Ve yine Mart ayında Uyuşturucu suçundan birçok kez mahkum olan Şahin Suyolcu isimli sanık, Ağır Ceza Mahkemesi’nde, ‘cezaevinde kimse ıslah olmuyor. Gardiyanlar uyuşturucu getiriyor, mahkumlar satıyor’ iddiasında bulunmuştu. Hatta söz ettiği mahkum isimlerini vermesi ardından, gerekli soruşturmanın yapılması için verdiği cezaevinde arama yapılmış ama bir ibareye rastlanmamıştı.
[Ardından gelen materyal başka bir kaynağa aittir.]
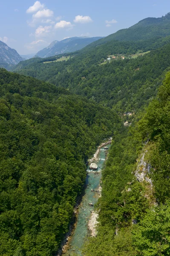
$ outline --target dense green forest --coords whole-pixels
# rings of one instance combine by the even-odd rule
[[[119,111],[133,111],[156,94],[162,74],[170,65],[170,44],[136,58],[120,58],[105,65],[90,65],[86,70],[78,67],[78,56],[76,58],[71,59],[70,64],[69,61],[44,64],[40,59],[29,60],[23,64],[29,61],[30,65],[18,72],[69,89]]]
[[[85,163],[112,135],[83,255],[170,255],[170,17],[0,70],[0,255],[55,255]]]
[[[157,98],[115,134],[96,207],[98,233],[87,241],[85,256],[170,255],[170,99],[168,73]],[[144,152],[153,186],[134,177]]]
[[[0,70],[0,255],[55,255],[110,110]]]

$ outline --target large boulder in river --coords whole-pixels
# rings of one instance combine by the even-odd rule
[[[97,169],[98,168],[98,166],[96,163],[92,163],[90,165],[89,168],[92,170],[97,170]]]

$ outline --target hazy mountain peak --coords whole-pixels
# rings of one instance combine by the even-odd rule
[[[36,56],[41,58],[50,57],[66,52],[75,52],[102,37],[88,38],[74,37],[65,38],[61,41],[53,41],[47,47],[38,52]]]

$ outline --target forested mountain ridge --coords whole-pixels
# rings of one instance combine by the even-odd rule
[[[23,58],[17,51],[0,41],[0,67],[7,67],[10,65],[16,65],[22,61]]]
[[[75,58],[72,58],[65,64],[72,65],[77,64],[77,67],[85,69],[91,65],[96,65],[100,63],[101,59],[107,58],[109,55],[134,54],[138,50],[147,52],[170,43],[170,16],[168,13],[160,18],[147,18],[129,29],[119,30],[95,41],[81,50],[69,54],[75,56]],[[53,59],[58,58],[57,56]],[[34,61],[35,63],[37,62],[36,60]],[[42,60],[42,62],[44,61]],[[13,70],[17,72],[23,67],[27,69],[26,66],[29,64],[29,62],[21,62]],[[54,65],[58,66],[60,64],[58,63]],[[30,67],[28,67],[27,69],[30,70]],[[27,75],[26,73],[25,74]]]
[[[59,64],[31,59],[28,66],[26,61],[23,62],[26,66],[18,72],[68,88],[122,113],[139,109],[156,94],[161,76],[170,65],[170,44],[136,58],[120,58],[86,69],[75,58],[74,62]]]
[[[80,50],[88,44],[102,38],[101,37],[79,38],[77,37],[54,41],[48,47],[39,51],[36,55],[40,58],[46,58]]]
[[[148,17],[132,26],[118,30],[94,43],[90,47],[97,46],[109,41],[133,41],[152,39],[153,38],[170,35],[170,13],[159,18]]]
[[[168,72],[156,99],[114,137],[98,235],[87,239],[84,256],[170,254],[170,92]]]
[[[0,69],[0,254],[55,255],[118,118],[63,88]]]
[[[1,70],[0,254],[55,254],[84,163],[112,134],[98,233],[83,255],[170,255],[169,18],[144,19],[66,61],[31,59],[14,70],[51,84]],[[127,32],[133,41],[121,40]]]

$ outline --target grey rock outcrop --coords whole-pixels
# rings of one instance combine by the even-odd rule
[[[97,170],[98,168],[98,166],[96,163],[92,163],[90,165],[89,169],[92,170]]]
[[[150,173],[151,166],[150,164],[147,163],[144,160],[144,157],[147,152],[147,151],[143,153],[138,163],[135,175],[136,177],[137,180],[139,182],[146,180],[147,182],[149,182],[152,186],[152,180],[148,177],[148,175]]]

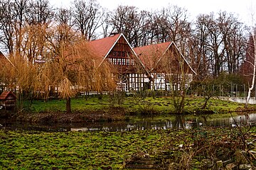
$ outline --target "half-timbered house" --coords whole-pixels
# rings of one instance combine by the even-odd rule
[[[139,91],[147,87],[144,66],[123,34],[90,41],[89,45],[94,53],[102,58],[102,63],[107,61],[111,64],[117,90]]]
[[[134,50],[152,77],[152,81],[148,79],[151,89],[179,89],[181,81],[188,86],[196,74],[174,42],[135,47]]]

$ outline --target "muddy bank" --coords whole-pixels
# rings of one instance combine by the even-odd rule
[[[23,112],[13,115],[9,118],[16,121],[31,123],[83,123],[95,121],[114,121],[125,120],[126,112],[123,108],[111,108],[104,110],[65,112]]]
[[[235,112],[252,112],[255,111],[253,108],[238,108]],[[228,110],[223,110],[221,113],[227,113]],[[184,112],[183,115],[210,115],[216,113],[211,110],[196,110],[191,112]],[[218,113],[220,114],[220,113]],[[31,122],[31,123],[84,123],[84,122],[97,122],[97,121],[114,121],[129,120],[129,115],[160,115],[161,113],[154,111],[136,112],[134,110],[127,110],[122,107],[112,107],[106,109],[99,110],[74,110],[71,113],[67,113],[62,111],[44,111],[39,113],[33,112],[20,112],[17,113],[4,113],[1,115],[7,118],[10,121]],[[169,114],[176,114],[170,112]]]

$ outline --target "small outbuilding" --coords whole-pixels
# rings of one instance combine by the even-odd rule
[[[16,95],[11,91],[4,91],[0,95],[0,108],[5,110],[14,110]]]

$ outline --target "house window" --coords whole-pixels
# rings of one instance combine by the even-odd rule
[[[117,56],[121,57],[121,52],[117,52]]]
[[[134,65],[134,60],[133,59],[131,60],[131,65]]]
[[[113,56],[117,56],[117,52],[116,51],[113,51]]]

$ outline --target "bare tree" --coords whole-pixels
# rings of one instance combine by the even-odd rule
[[[102,11],[96,0],[75,0],[74,1],[73,17],[75,26],[85,40],[90,40],[95,37],[95,31],[102,24]]]
[[[248,89],[248,94],[246,98],[246,102],[245,104],[245,108],[247,108],[248,107],[248,103],[250,98],[250,96],[251,96],[251,93],[253,89],[253,88],[255,87],[255,76],[256,76],[256,28],[255,27],[252,27],[251,28],[251,31],[250,31],[250,37],[252,38],[252,43],[249,44],[250,45],[250,49],[252,49],[252,50],[251,51],[251,52],[248,53],[248,55],[250,57],[250,58],[252,58],[251,61],[252,62],[248,60],[246,60],[246,62],[249,62],[252,67],[252,72],[251,73],[252,75],[252,81],[251,81],[251,84],[250,86],[249,87]]]

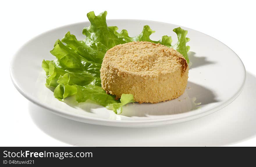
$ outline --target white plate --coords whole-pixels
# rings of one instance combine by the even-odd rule
[[[149,25],[156,32],[151,36],[158,40],[171,35],[177,41],[172,30],[178,26],[152,21],[112,20],[109,26],[126,29],[131,36],[141,32]],[[56,40],[68,31],[78,39],[84,38],[85,22],[69,25],[47,32],[25,44],[14,56],[10,74],[16,87],[32,102],[59,115],[77,121],[103,125],[123,127],[158,126],[188,121],[206,115],[227,105],[239,95],[245,79],[245,70],[241,60],[227,46],[201,32],[187,28],[191,41],[189,52],[192,63],[189,82],[184,93],[178,98],[156,104],[137,103],[123,108],[120,115],[90,102],[78,103],[72,97],[65,103],[55,99],[45,85],[45,75],[41,65],[43,59],[53,60],[49,53]]]

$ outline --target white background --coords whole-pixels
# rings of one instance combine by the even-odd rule
[[[206,34],[234,50],[242,60],[248,72],[245,89],[228,106],[189,123],[161,129],[124,129],[135,142],[143,138],[140,135],[141,132],[144,132],[144,136],[149,136],[145,133],[161,135],[159,132],[165,131],[163,133],[168,133],[170,131],[186,133],[188,138],[170,145],[256,146],[256,124],[254,123],[256,122],[256,12],[253,2],[72,0],[2,2],[0,6],[0,146],[100,146],[103,145],[99,138],[109,139],[112,132],[122,130],[120,128],[79,123],[43,111],[18,92],[13,85],[9,72],[12,56],[31,38],[56,27],[87,21],[86,14],[90,11],[94,11],[97,14],[107,10],[107,19],[158,21]],[[245,107],[242,105],[246,102]],[[189,124],[189,127],[186,127]],[[180,131],[179,128],[182,129]],[[207,133],[205,129],[202,130],[204,128],[207,129]],[[90,131],[84,130],[89,129]],[[102,133],[101,130],[105,133]],[[190,139],[191,133],[198,133],[198,138]],[[178,137],[178,133],[176,136],[175,134],[173,133],[173,138]],[[118,138],[117,135],[114,136]],[[161,137],[159,136],[160,144],[158,145],[161,145]],[[82,141],[83,137],[91,138],[91,141],[77,144],[77,141]],[[113,142],[105,145],[115,146],[118,139],[113,138]],[[147,142],[147,139],[143,140]],[[147,143],[151,145],[150,142]]]

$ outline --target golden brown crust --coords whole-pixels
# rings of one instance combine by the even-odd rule
[[[160,44],[134,42],[108,51],[100,69],[102,88],[120,98],[132,94],[140,103],[177,98],[187,82],[188,65],[178,52]]]

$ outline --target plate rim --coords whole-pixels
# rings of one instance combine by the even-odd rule
[[[64,28],[66,27],[74,25],[89,23],[88,21],[83,21],[72,24],[65,25],[60,27],[56,27],[53,29],[51,29],[44,32],[40,33],[34,36],[31,39],[25,42],[20,47],[17,49],[14,55],[13,56],[10,61],[10,72],[11,78],[13,83],[14,85],[15,88],[18,91],[26,98],[30,101],[33,103],[36,104],[46,109],[49,111],[54,114],[56,114],[61,116],[63,117],[71,119],[74,120],[83,122],[88,123],[102,125],[104,126],[110,126],[125,127],[149,127],[155,126],[163,126],[170,124],[177,123],[182,122],[184,122],[191,121],[195,119],[198,119],[206,115],[209,115],[214,113],[217,111],[224,108],[226,106],[228,105],[234,100],[242,92],[246,78],[246,70],[244,65],[239,56],[234,52],[232,49],[225,44],[220,41],[212,37],[209,35],[201,32],[199,31],[195,30],[193,29],[180,26],[173,24],[171,24],[164,22],[161,22],[154,21],[142,20],[137,19],[107,19],[108,21],[121,21],[129,20],[130,21],[144,21],[154,22],[154,23],[159,23],[161,24],[165,24],[168,25],[171,25],[177,26],[181,26],[185,28],[189,29],[193,31],[197,32],[199,33],[203,34],[204,35],[206,35],[220,43],[223,45],[225,45],[226,47],[232,51],[234,54],[238,58],[241,63],[241,65],[243,68],[243,78],[241,85],[240,85],[239,88],[237,91],[234,95],[229,99],[224,102],[220,105],[213,109],[208,109],[202,113],[194,114],[192,115],[188,115],[184,117],[181,118],[176,118],[175,119],[173,119],[172,118],[160,118],[157,120],[107,120],[104,118],[97,118],[93,117],[90,116],[82,115],[76,115],[71,112],[65,111],[61,111],[56,109],[53,107],[48,107],[47,105],[45,105],[42,103],[41,103],[40,100],[34,100],[30,97],[30,96],[28,93],[26,93],[19,86],[19,84],[17,83],[17,81],[15,80],[15,77],[14,77],[14,73],[13,70],[13,64],[15,62],[15,58],[19,56],[18,53],[24,47],[26,44],[29,43],[30,41],[35,39],[38,37],[43,35],[44,34],[50,32],[51,32],[54,31],[58,29]]]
Yine Mayıs ayında Cezaevi’nde uyuşturucu satışı olduğu iddia edilerek, Merkezi Cezaevi’nde mahkumların koğuşunda uyuşturucu madde bulunmuştu.
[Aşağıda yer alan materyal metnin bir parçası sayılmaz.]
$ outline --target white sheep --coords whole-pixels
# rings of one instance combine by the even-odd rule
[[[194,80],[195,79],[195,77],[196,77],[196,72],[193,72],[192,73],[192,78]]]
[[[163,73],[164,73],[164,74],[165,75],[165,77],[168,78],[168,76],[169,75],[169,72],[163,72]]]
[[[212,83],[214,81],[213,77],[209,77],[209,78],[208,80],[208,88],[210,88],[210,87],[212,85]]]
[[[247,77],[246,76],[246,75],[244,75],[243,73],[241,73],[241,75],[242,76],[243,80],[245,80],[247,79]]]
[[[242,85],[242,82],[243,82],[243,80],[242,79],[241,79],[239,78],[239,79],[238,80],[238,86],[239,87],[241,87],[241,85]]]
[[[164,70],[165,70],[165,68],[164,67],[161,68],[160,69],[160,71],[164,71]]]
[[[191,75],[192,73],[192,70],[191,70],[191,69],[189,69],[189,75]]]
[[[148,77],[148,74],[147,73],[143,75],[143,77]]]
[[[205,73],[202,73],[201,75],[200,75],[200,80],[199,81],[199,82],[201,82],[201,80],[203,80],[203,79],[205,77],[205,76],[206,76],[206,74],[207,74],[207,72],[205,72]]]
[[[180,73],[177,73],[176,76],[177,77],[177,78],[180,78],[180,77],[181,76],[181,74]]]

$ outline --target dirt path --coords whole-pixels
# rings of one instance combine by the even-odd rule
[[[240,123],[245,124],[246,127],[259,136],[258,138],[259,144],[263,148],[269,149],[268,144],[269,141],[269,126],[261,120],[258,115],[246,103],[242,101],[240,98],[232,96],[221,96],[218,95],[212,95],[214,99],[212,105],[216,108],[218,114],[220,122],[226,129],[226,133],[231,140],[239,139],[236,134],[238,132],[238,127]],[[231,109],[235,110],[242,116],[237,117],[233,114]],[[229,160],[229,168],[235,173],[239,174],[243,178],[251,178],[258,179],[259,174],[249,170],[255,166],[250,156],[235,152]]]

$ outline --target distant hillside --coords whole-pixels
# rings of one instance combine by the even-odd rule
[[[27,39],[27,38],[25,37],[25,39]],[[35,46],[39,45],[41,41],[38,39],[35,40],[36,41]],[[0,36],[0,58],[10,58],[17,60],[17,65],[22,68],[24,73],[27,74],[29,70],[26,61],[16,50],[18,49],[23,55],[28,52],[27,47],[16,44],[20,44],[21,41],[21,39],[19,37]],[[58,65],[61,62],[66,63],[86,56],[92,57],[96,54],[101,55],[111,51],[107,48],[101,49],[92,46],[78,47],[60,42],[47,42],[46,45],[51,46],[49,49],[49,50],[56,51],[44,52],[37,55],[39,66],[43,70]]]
Ve yine geçen gün Cezaevinde uyuşturucu tedarik eden gardiyan deşifre olarak bir uyuşturucu trafiği daha gün yüzüne çıkmıştır.

Uyuşturucunun gardiyanlar tarafından girdiği bilindiği ve kanıtlandığı ortada iken neden gerekli titizlik gösterilmemiş ve kanıtlanmamıştır. Birileri birilerini koruduğu sürece gardiyanlar arasında uçurum olacak ve ciddi sorunlar yaşanacaktır.

Bazı gardiyanların görevini suiistimal etmesi diğer fedakâr gardiyanlara haksızlık olduğu gibi adaletsizliği de doğuracaktır. Can güvenlikleri olmadan Cezaevi’nin güvenliğinden sorumlu olan bu insanlar için güvenli çalışma ortamı yokken nasıl bir sorumluluk taşımaları beklenebilinir ki?